Kierowca wjechał w budynek warszawskiego sądu. Wcześniej doszło do sprzeczki
Kierowca samochodu dostawczego wyłamał szlaban i uderzył w budynek sądu na warszawskim Bemowie. Wcześniej między 38-latkiem a ochroniarzem doszło do sprzeczki. Jak przekazała Interii nadkom. Marta Sulowska, kierowca użył wobec pracownika ochrony gazu.

Do zdarzenia doszło w środę przy ulicy Kocjana na warszawskim Bemowie. Tamtejsza policja otrzymała zgłoszenie po godzinie 10:00.
W rozmowie z Interią oficer prasowa z bemowskiej policji nadkom. Marta Sulowska przekazała, że ze wstępnych ustaleń wynika, iż samochód dostawczy chciał wjechać na teren sądu.
Warszawa. Kierowca uderzył w budynek sądu na Bemowie
- Doszło do sprzeczki między 38-letnim kierowcą a pracownikiem ochrony. Mężczyzna użył wobec ochroniarza gazu - dodała nadkom.
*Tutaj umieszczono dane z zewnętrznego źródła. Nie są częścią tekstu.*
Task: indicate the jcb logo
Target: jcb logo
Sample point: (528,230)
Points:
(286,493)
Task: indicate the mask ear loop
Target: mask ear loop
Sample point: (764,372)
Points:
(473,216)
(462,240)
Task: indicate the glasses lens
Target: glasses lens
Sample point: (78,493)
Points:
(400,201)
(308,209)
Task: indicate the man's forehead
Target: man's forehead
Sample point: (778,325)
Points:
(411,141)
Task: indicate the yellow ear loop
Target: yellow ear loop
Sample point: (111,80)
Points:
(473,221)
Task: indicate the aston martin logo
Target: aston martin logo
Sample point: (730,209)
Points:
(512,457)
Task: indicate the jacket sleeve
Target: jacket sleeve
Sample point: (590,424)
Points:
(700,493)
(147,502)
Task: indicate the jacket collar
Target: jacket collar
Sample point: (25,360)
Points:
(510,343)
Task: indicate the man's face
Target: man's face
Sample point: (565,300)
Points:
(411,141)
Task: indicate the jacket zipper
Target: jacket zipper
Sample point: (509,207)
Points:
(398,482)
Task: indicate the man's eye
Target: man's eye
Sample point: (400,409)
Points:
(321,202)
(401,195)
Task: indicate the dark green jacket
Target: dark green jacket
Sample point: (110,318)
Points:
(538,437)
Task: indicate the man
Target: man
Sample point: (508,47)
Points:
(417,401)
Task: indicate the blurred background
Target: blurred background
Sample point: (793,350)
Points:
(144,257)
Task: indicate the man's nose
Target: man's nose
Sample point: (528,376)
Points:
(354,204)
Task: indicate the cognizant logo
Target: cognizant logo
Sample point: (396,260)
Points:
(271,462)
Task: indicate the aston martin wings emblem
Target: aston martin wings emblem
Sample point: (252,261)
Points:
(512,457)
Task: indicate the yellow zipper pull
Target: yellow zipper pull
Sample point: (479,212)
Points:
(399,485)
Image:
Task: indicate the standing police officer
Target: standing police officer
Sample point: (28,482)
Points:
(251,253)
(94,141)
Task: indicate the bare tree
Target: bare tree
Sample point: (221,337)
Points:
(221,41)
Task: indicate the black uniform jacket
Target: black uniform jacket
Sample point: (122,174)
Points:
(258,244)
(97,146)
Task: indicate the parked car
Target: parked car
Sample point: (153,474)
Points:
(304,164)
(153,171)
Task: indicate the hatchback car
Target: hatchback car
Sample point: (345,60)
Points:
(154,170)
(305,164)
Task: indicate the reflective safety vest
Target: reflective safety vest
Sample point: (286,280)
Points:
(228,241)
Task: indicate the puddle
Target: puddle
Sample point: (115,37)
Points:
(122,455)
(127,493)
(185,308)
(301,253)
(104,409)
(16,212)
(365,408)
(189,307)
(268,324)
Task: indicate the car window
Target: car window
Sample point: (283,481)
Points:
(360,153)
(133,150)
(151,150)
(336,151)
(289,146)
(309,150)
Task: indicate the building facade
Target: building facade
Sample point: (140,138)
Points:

Sulowska.
Jak przekazała, następnie kierowca z impetem ruszył, wyłamał szlaban i uderzył w budynek sądu. 38-latek jest pod opieką załogi pogotowia ratunkowego w asyście policjantów, trafił do szpitala.
Z nieoficjalnych informacji Interii wynika, że mężczyzna miał trąbić przez około minutę, a następnie postanowił sforsować bramę.
- W wyniku zdarzenia nikomu nic się nie stało - dodała policjantka, nadmieniając, że zarówno przy kierowcy, jak i w kabinie samochodu nie znaleziono żadnych niebezpiecznych przedmiotów.
Na miejscu nadal pracują policjanci.